Karya:
Srisa
Langit
sore itu tampak muram, seolah menyimpan rahasia masa lalu. Di beranda rumah
kecilnya, Asti duduk diam sambil memandangi langit jingga. Angin berembus
lembut, membawa aroma tanah basah setelah hujan. Di tangannya, selembar foto
lama tergenggam erat—foto dirinya dan Andriani, sahabat masa sekolah yang kini
entah di mana.
“Sudah
tiga puluh tujuh tahun, tapi rasanya seperti kemarin,” bisik Asti lirih. Dari
sanalah pikirannya perlahan melayang, kembali ke masa putih-biru yang pernah
begitu ia banggakan—masa yang ia sebut masa remaja baru gede.
Siang
hari di sekolah terasa riuh. Suara lonceng berdentang tiga kali: teng! teng!
teng!
“Yuk, ke kantin, Ti!” ajak Andriani, gadis pendiam yang selalu menemani Asti ke
mana pun pergi.
“Iya, Andri,” jawab Asti sambil tersenyum malu. Mereka berdua berjalan
berdampingan melewati koridor yang panjang.
Namun
tiba-tiba, dari belakang, beberapa anak laki-laki berlari dan…
“Aduh!” Asti terlonjak kaget. Ada yang mencolek bagian tubuh yang tak
seharusnya disentuh.
Tawa lepas menggema di belakang mereka.
“Woi, becanda aja kok marah!” seru salah satu anak laki-laki itu sebelum mereka
kabur.
Asti dan
Andriani saling berpandangan.

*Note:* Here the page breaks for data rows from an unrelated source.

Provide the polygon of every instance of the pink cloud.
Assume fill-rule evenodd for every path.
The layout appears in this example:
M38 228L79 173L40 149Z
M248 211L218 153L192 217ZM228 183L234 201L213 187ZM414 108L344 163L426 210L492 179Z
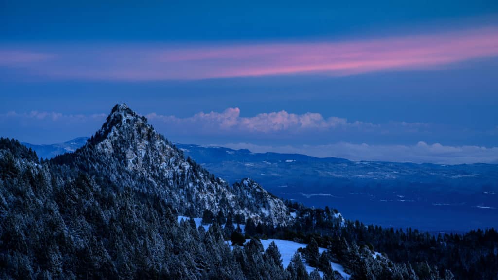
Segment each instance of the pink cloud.
M151 81L428 69L498 55L498 26L351 41L0 49L0 66L54 79ZM50 58L50 59L48 59Z

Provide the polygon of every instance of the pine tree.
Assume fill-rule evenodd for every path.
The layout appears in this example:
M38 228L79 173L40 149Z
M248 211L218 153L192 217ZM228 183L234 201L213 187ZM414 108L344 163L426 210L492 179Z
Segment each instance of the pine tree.
M306 261L310 267L316 268L318 264L318 257L319 253L318 252L318 244L314 238L311 238L309 244L306 246L305 251L305 257Z

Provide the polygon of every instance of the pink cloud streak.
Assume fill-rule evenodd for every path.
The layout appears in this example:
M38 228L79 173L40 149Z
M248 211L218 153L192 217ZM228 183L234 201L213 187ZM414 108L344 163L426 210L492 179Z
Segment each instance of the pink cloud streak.
M14 54L14 55L12 55ZM53 79L154 81L428 69L498 56L498 26L348 42L0 48L0 67Z

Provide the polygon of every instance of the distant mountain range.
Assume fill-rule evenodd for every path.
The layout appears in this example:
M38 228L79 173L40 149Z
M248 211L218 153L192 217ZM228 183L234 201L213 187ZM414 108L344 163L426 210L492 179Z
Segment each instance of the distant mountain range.
M64 143L57 144L36 145L29 143L21 143L34 150L40 158L48 159L65 152L72 152L84 145L88 140L88 137L78 137Z
M24 144L49 158L74 151L87 140ZM229 182L249 176L279 197L337 208L347 217L366 223L452 232L498 226L494 218L498 214L498 165L352 161L174 144ZM455 212L458 215L449 214Z
M90 139L26 145L0 138L1 279L298 280L321 273L439 280L498 273L493 229L433 235L353 222L334 209L382 225L392 218L407 227L495 226L495 165L174 144L124 104ZM33 149L64 153L41 161ZM252 178L239 180L246 172ZM309 207L322 204L331 207Z

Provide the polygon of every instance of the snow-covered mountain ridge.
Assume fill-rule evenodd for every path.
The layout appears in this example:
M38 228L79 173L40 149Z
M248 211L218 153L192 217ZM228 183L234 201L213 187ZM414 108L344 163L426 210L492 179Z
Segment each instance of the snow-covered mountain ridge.
M200 217L204 209L286 225L292 220L280 199L250 179L233 186L216 178L177 149L125 104L117 105L88 142L68 157L95 176L107 175L120 187L153 192L179 214Z

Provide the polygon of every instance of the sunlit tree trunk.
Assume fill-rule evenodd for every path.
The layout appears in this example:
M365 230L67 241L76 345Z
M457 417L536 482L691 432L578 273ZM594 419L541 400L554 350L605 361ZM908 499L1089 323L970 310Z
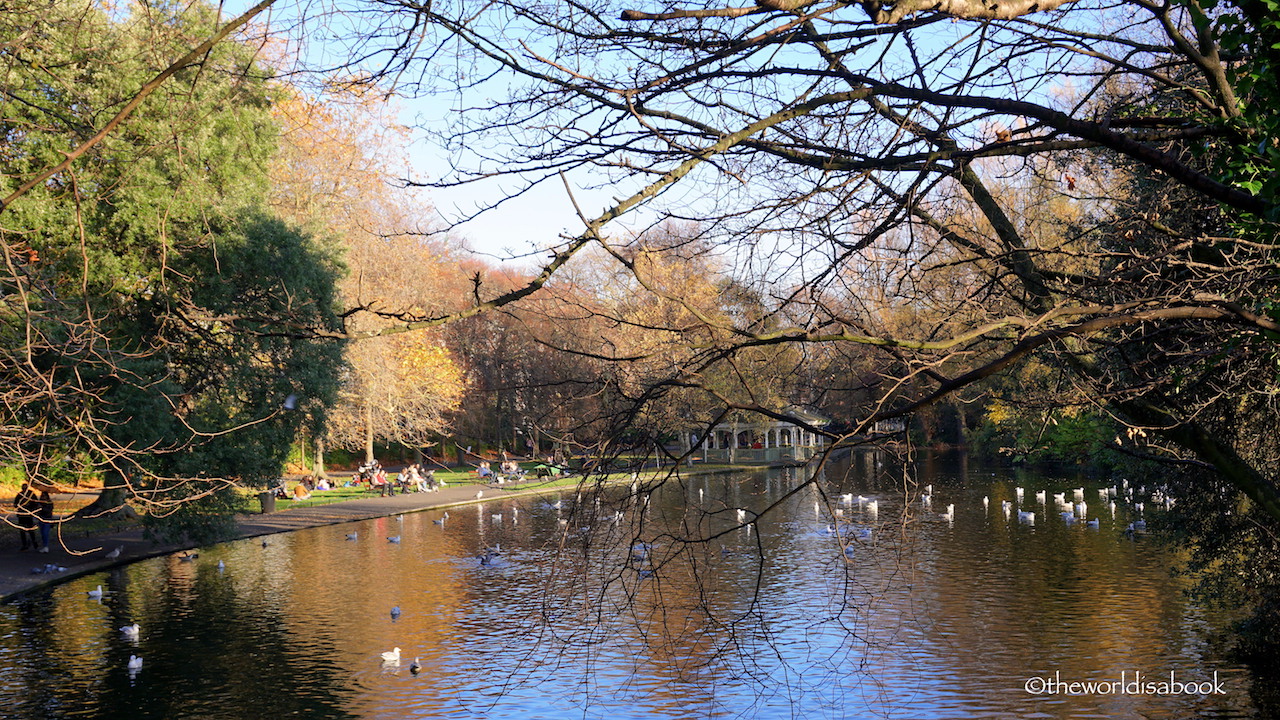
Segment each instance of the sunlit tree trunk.
M365 462L374 461L374 402L370 398L365 404Z
M316 478L328 478L329 475L324 471L324 437L316 436L316 455L315 462L311 465L311 474Z

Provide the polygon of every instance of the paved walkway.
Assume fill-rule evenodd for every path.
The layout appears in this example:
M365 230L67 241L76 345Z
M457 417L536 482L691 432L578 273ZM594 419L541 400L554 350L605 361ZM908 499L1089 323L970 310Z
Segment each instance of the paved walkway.
M438 507L452 507L476 502L476 491L484 489L485 500L535 495L549 492L540 484L521 486L449 486L438 492L397 495L392 497L365 497L312 505L310 507L288 507L288 500L276 501L279 511L260 515L241 515L236 536L228 539L251 538L274 533L287 533L319 525L355 523L370 518L384 518L401 512L417 512ZM563 487L558 488L563 489ZM4 527L14 538L18 530ZM56 528L54 528L56 533ZM6 543L8 544L8 543ZM106 533L88 538L67 538L67 547L59 547L56 539L50 543L47 553L20 552L17 542L0 550L0 602L27 591L65 582L70 578L96 573L115 565L124 565L145 557L155 557L195 547L192 543L156 543L142 537L141 529ZM118 557L108 559L106 553L123 548ZM46 565L65 568L55 573L35 573Z

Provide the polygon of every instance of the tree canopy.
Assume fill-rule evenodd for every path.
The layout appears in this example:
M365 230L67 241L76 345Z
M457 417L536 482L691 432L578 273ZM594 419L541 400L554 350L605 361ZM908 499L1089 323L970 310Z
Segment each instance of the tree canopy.
M15 5L5 196L216 27L204 6ZM273 99L255 50L219 44L0 215L3 454L31 478L105 473L163 516L278 475L303 416L287 406L332 404L340 343L316 333L339 331L340 265L264 204Z

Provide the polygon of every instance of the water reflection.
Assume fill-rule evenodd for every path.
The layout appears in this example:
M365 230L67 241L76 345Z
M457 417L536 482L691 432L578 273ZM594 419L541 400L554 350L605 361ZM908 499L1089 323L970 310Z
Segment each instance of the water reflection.
M818 487L778 471L494 500L443 523L442 512L383 518L140 562L0 607L0 707L15 717L1261 716L1249 676L1208 651L1215 619L1185 603L1162 552L1123 533L1130 507L1100 514L1097 528L1068 524L1051 498L1070 497L1078 478L931 461L910 479L868 454ZM1006 519L1004 501L1036 524ZM497 555L481 562L486 548ZM97 584L101 602L86 596ZM131 623L136 642L119 632ZM393 647L402 661L384 665ZM133 653L145 664L131 676ZM1055 673L1215 670L1224 696L1024 691Z

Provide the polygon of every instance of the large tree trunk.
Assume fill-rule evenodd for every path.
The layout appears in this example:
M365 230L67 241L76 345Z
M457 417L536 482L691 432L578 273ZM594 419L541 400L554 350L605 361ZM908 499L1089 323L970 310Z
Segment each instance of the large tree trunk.
M319 478L328 478L329 475L324 471L324 437L316 436L316 455L315 462L311 465L311 474Z
M365 462L374 461L374 402L365 398Z

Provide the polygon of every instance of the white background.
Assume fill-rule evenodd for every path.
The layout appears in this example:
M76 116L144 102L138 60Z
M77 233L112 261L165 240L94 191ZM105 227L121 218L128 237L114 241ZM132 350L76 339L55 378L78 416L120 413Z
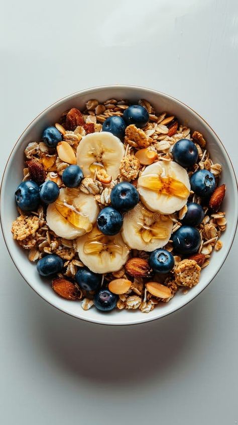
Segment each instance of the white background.
M192 107L220 137L237 172L237 0L4 4L1 173L45 107L114 83L156 89ZM1 248L3 425L237 423L237 240L188 306L117 328L47 305L23 281L2 237Z

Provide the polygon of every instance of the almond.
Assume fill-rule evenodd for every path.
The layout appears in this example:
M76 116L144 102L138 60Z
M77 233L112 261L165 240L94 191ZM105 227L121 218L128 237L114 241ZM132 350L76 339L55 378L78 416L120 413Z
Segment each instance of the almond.
M31 160L27 163L31 180L38 184L43 183L45 181L45 173L42 164L36 159Z
M169 131L167 133L167 135L170 137L171 137L171 136L173 136L178 129L178 122L177 119L175 118L175 119L173 119L173 121L171 121L169 125L168 125Z
M126 294L131 287L132 282L127 279L114 279L108 285L109 290L118 295Z
M56 149L59 159L63 162L67 164L76 163L75 154L72 147L67 141L60 141Z
M151 269L147 260L137 257L128 260L125 265L126 271L134 277L149 277Z
M191 255L188 259L194 260L201 267L205 261L206 257L204 254L194 254L193 255Z
M65 128L66 130L74 131L78 125L83 126L85 124L83 117L76 108L72 108L66 115Z
M209 202L210 208L213 211L218 211L221 202L222 202L225 195L225 184L222 184L215 189L212 193Z
M56 294L66 300L76 300L78 298L75 286L66 279L61 277L53 279L52 288Z
M146 287L150 294L159 298L168 298L172 295L170 288L158 282L148 282Z

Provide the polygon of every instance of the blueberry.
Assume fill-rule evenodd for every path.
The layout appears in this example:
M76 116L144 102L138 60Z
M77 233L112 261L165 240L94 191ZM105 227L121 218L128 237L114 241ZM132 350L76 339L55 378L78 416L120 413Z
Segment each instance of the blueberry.
M97 227L102 233L108 236L113 236L118 233L123 224L122 214L111 206L103 208L97 216Z
M207 170L199 170L190 178L191 188L199 196L209 196L214 192L215 180Z
M59 188L54 181L47 180L40 186L40 197L45 203L52 203L59 195Z
M145 127L149 121L149 112L144 106L133 105L125 109L123 118L128 125L135 124L137 127Z
M47 127L42 133L42 140L49 148L56 148L62 140L62 135L55 127Z
M135 186L124 181L114 186L111 192L110 199L113 208L126 212L138 203L139 195Z
M78 165L69 165L64 170L62 176L63 183L67 187L79 186L83 178L83 172Z
M81 289L96 291L101 283L101 275L93 273L86 267L82 267L76 273L75 279Z
M101 289L94 298L94 306L102 311L110 311L116 305L117 297L108 289Z
M188 210L183 219L183 224L198 226L204 218L204 209L198 203L194 202L187 204Z
M36 268L41 276L50 276L60 273L63 267L64 262L60 257L55 254L49 254L39 260Z
M197 148L191 140L182 138L173 148L174 160L182 167L191 167L196 164L198 158Z
M114 136L122 139L125 135L126 127L127 124L123 118L122 117L114 115L114 116L109 117L104 121L102 124L102 131L109 131Z
M169 273L174 265L174 259L166 249L156 249L150 256L149 262L154 271L157 273Z
M32 180L23 181L15 192L15 199L18 206L23 211L33 211L40 202L39 186Z
M180 254L193 254L196 252L201 243L201 236L195 227L181 226L172 235L175 251Z

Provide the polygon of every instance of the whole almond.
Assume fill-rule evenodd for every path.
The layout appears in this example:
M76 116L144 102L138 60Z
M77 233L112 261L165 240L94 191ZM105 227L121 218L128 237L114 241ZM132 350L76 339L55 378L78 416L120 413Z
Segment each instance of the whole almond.
M222 184L215 189L212 193L209 202L210 208L213 211L218 211L221 202L222 202L225 195L225 184Z
M78 298L75 286L66 279L61 277L53 279L52 288L55 292L66 300L76 300Z
M191 255L191 256L188 258L188 259L194 260L197 264L201 267L205 261L206 257L204 254L194 254L193 255Z
M131 258L126 263L125 269L129 274L134 277L149 277L151 274L149 261L143 258Z
M31 179L41 184L45 181L45 173L44 167L38 160L32 159L27 162Z
M60 141L56 149L59 159L63 162L73 164L76 163L75 154L72 147L67 141Z
M159 298L168 298L172 295L170 288L158 282L148 282L146 287L150 294Z

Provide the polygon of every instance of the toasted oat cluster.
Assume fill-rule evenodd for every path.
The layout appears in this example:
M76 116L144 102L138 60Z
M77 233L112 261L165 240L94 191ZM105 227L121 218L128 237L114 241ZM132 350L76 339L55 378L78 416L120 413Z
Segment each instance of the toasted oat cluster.
M94 305L103 310L98 307L104 302L99 294L102 291L108 305L112 303L118 311L139 309L149 313L156 305L159 308L161 303L169 302L178 291L186 294L192 290L213 251L222 246L220 237L226 221L220 210L225 193L225 185L219 183L221 165L213 163L206 140L196 129L183 125L166 112L156 111L145 99L138 103L148 119L143 125L137 124L136 119L134 123L127 123L121 141L116 142L116 159L112 152L115 140L111 139L107 153L104 148L99 152L94 144L96 135L103 131L106 120L125 116L131 105L124 100L100 103L92 99L83 111L73 108L66 111L58 123L52 123L60 134L57 146L46 144L43 138L30 141L25 150L23 182L35 182L38 186L53 182L60 194L52 203L40 199L33 210L21 209L19 203L13 237L28 250L31 261L52 254L63 260L62 269L51 277L52 288L66 299L80 300L85 310ZM176 154L173 151L175 144L184 139L197 152L190 166L181 165L179 150ZM87 140L88 148L83 149ZM95 157L91 163L86 157L88 153ZM76 187L67 186L64 171L77 164L83 177ZM210 191L214 183L209 196L199 192L202 176L201 180L194 177L199 170L209 173ZM97 228L97 217L105 207L112 203L114 207L111 192L124 182L137 189L140 201L134 208L123 211L121 231L108 236ZM193 224L192 217L188 217L192 203L202 210L198 224ZM192 222L188 225L189 220ZM190 252L186 238L187 228L191 226L199 243ZM84 284L82 272L87 269L85 267L97 276L94 289ZM106 311L105 306L104 303Z

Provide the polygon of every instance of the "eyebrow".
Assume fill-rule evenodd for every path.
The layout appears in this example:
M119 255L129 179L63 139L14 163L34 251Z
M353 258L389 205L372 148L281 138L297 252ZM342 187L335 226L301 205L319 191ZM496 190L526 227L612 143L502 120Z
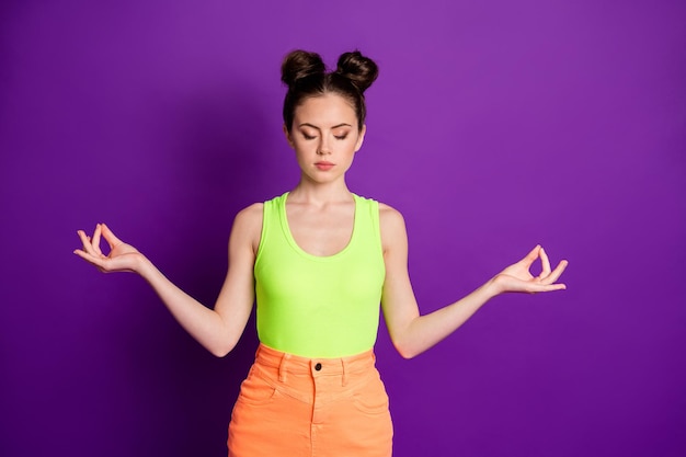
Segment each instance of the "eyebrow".
M318 130L321 130L321 128L319 128L319 127L317 127L316 125L312 125L312 124L310 124L310 123L302 123L302 124L299 124L299 125L298 125L298 127L312 127L312 128L316 128L316 129L318 129ZM346 123L342 123L342 124L334 125L334 126L333 126L333 127L331 127L331 128L333 129L333 128L340 128L340 127L352 127L352 125L346 124Z

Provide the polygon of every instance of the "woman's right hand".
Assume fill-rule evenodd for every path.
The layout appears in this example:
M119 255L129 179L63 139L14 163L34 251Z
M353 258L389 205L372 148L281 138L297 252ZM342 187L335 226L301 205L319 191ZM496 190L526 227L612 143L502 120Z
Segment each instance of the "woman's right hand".
M145 259L136 248L119 240L104 224L95 226L93 238L85 235L83 230L78 230L77 233L83 243L83 249L77 249L73 253L95 265L103 273L137 272ZM107 255L100 250L101 236L110 244Z

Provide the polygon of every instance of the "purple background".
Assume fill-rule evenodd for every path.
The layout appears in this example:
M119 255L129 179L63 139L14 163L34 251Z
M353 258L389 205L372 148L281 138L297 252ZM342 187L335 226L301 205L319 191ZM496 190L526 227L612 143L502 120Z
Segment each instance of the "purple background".
M226 455L254 322L214 358L71 251L106 221L211 305L235 214L297 181L297 47L380 66L348 183L405 215L423 311L570 260L415 359L380 331L395 455L686 455L685 3L371 3L2 2L0 455Z

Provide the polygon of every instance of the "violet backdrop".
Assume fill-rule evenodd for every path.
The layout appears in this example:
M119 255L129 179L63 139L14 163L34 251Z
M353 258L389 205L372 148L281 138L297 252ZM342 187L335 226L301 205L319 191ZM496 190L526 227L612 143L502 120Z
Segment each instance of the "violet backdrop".
M384 328L395 455L686 455L686 3L5 1L0 455L221 456L254 322L222 359L106 221L211 305L236 213L295 185L279 62L380 66L351 188L400 209L423 311L531 247L568 290L499 297L411 361Z

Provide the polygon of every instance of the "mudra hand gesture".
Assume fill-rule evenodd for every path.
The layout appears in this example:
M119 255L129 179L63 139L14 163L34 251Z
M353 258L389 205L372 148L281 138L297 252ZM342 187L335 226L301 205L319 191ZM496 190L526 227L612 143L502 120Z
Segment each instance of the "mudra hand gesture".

Wajah mereka merah padam—bukan karena malu biasa,
melainkan rasa marah dan takut yang menyesakkan dada.
“Kenapa mereka tega, Andri?” suara Asti gemetar.
Andri hanya menunduk, air matanya menetes tanpa suara.
Mereka berdua memilih diam. Di masa itu, tidak ada tempat aman untuk bercerita.
Tidak ada yang mau mendengar.
Malam
harinya, di rumah, Mbah Buyut sudah menunggu di ruang tengah. Wajahnya teduh,
tangannya memegang secangkir jamu hangat.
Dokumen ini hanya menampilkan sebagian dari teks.